2018年12月30日日曜日

第204回:「隠蔽捜査」今野 敏

レーティング:★★★★☆☆☆

最近、本を読むのは結構体力というか知力というか、要は力が居ることなんだなと実感します。10代の頃はそれこそ一日中読んでも大丈夫だったし、一週間に大げさではなく数冊というペースで読めていました。今はそんな時間が日々取れないことは別にしても、結構集中して読むと疲れを感じることがあり、202回、203回及び今回のようなやや軽めというかエンタメ系の読み物に走ってしまいます。難しい哲学の本なんて読んだら、五分で寝てしまいそうです。

さて、本書は今野さんという方の小説で、この方の本は初めて読みます。吉川英治文学新人賞受賞作で、もともとは2005年に刊行とのこと。どうしてこの本を選んだかですが、この前古書店にいってぶらぶらと見ていたら綺麗なのに安くなっており、お試しということで買ったものです。最初の方は慣れない文体で、なんだかあまり盛り上がらない感じでしたが、主人公(警察官僚)の意外な家族の悩みが露呈してから、一気に話が面白くなりました。後半は文字通りぐいぐいと一気に読んでしまいました。

本書で今年のレビューは最後となりそうです。振り返るとしめて25冊ということで、最少であったら昨年よりはぐっと回復しましたが、このブログを始めてからはかなり少ない水準となりました。来年はもう少し時間が取れそうな感じもあり、好きな本をどんどん読み続けていきたいと思います。

2018年12月25日火曜日

第203回:「オレたちバブル入行組」池井戸 潤

レーティング:★★★★★★☆

第96回でレビューをしていますが、ほぼ3年ぶりくらいに再読しました。正直にいって読んでいる間中、なんか読んだ気がかなりするなと思いつつ、面白いのでそのまま読んでしまいました。2度目ですが、改めてよくできている一冊だと思いました。

内容ですが、支店長の強引な決定により融資を決定した取引先が、突然倒産。いろいろと調べているとどうも計画倒産の疑いがあり・・というものです。本作は様々なテーマを織り込んでおり、下請けに甘んじる中小企業の困難さ、銀行の支店に圧し掛かるプレッシャー、その中でいかに正義を貫くか、またどうして道を誤るか、更にはいちかばちかの中国進出など現代的なテーマを多数読み取れます。

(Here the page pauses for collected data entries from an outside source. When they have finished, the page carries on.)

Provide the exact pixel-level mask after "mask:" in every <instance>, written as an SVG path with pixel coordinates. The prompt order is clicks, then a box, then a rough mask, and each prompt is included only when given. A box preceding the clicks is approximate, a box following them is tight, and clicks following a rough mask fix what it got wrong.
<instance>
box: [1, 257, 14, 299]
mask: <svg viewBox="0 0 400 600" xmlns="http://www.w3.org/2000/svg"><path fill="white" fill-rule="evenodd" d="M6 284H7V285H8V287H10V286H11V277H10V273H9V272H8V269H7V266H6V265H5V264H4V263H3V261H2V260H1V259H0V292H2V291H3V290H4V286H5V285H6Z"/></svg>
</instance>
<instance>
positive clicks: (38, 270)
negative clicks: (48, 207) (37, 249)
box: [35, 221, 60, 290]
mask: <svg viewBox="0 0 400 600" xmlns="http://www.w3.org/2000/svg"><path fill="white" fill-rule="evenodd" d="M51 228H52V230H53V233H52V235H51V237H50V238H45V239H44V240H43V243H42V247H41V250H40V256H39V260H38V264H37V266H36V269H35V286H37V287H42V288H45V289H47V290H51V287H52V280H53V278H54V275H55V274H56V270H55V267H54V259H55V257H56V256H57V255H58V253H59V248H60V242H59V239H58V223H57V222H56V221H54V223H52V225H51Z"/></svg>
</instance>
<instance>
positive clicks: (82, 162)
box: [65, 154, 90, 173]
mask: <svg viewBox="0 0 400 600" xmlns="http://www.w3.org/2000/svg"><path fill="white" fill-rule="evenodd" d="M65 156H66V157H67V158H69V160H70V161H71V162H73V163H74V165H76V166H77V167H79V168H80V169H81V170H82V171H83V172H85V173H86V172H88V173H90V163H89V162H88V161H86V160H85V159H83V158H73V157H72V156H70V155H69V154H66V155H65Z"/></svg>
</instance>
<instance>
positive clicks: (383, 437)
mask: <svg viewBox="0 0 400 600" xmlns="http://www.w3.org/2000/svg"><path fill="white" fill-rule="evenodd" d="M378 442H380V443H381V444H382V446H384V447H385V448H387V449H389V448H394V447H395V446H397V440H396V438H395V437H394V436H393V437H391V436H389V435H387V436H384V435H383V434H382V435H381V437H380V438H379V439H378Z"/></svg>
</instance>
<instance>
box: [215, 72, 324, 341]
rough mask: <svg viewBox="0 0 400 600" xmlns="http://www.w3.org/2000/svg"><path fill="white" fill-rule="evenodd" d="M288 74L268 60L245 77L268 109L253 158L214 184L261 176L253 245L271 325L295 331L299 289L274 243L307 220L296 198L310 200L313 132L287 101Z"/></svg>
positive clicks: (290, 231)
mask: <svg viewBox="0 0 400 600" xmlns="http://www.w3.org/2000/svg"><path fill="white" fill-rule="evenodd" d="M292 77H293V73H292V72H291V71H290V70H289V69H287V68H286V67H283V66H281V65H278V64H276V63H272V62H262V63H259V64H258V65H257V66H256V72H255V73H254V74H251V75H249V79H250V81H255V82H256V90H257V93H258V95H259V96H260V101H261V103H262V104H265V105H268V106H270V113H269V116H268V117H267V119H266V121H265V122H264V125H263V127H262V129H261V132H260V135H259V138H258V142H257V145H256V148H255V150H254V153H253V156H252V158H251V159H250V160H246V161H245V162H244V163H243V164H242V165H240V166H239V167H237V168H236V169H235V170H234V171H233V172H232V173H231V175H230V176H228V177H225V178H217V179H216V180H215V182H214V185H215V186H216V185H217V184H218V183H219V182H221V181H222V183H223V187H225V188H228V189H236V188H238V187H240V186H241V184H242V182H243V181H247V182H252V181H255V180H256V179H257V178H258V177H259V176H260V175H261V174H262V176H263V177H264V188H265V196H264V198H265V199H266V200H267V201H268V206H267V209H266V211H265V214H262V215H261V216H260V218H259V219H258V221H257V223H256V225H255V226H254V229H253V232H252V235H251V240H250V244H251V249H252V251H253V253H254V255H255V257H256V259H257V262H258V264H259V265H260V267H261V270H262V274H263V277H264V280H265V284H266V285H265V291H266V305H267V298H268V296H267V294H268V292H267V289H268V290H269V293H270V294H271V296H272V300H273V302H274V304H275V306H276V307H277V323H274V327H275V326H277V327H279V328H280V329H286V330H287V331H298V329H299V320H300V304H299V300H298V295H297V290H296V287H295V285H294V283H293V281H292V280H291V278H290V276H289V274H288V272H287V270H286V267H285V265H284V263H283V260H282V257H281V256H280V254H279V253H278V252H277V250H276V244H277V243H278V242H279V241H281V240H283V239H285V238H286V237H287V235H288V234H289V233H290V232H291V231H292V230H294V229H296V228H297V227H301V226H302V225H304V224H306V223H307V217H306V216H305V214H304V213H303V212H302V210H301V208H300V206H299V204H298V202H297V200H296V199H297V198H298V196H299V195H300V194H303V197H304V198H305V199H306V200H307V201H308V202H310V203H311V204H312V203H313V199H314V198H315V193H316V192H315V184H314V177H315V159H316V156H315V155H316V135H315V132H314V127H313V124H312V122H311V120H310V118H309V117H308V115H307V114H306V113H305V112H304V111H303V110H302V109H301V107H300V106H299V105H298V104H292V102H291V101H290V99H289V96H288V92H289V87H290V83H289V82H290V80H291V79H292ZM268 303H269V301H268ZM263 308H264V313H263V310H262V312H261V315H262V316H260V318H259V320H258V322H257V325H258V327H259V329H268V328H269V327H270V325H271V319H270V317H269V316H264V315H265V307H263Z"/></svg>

年末年始にはこういうさらりと読めるエンタメものを読むのが結構好きです。また、出張などにもっていくにも重くなく良いかと思います。

第202回:「銀翼のイカロス」池井戸 潤

レーティング:★★★★★★☆

久々に池井戸さんの一冊を読みました。いわゆる半沢直樹シリーズの第4冊目で、JALの再生を扱った一冊です。基本的には、JALの債権者である半沢直樹属する東京中央銀行が、政権が作ったタスク・フォースに債権放棄を迫られるが・・というお話です。この関係ではよく半沢シリーズで出てくる金融庁もいつもどおり出てきます。たぶん著者の問題意識、すなわち恣意的な航空行政、自身を顧みなかった航空業界、人気取りに走り正当性を失った時の政権などが強く念頭にあり、現実をデフォルメしながらもなぞる展開となっており、相当の取材をしたうえで批判的に状況を読み解いていきます。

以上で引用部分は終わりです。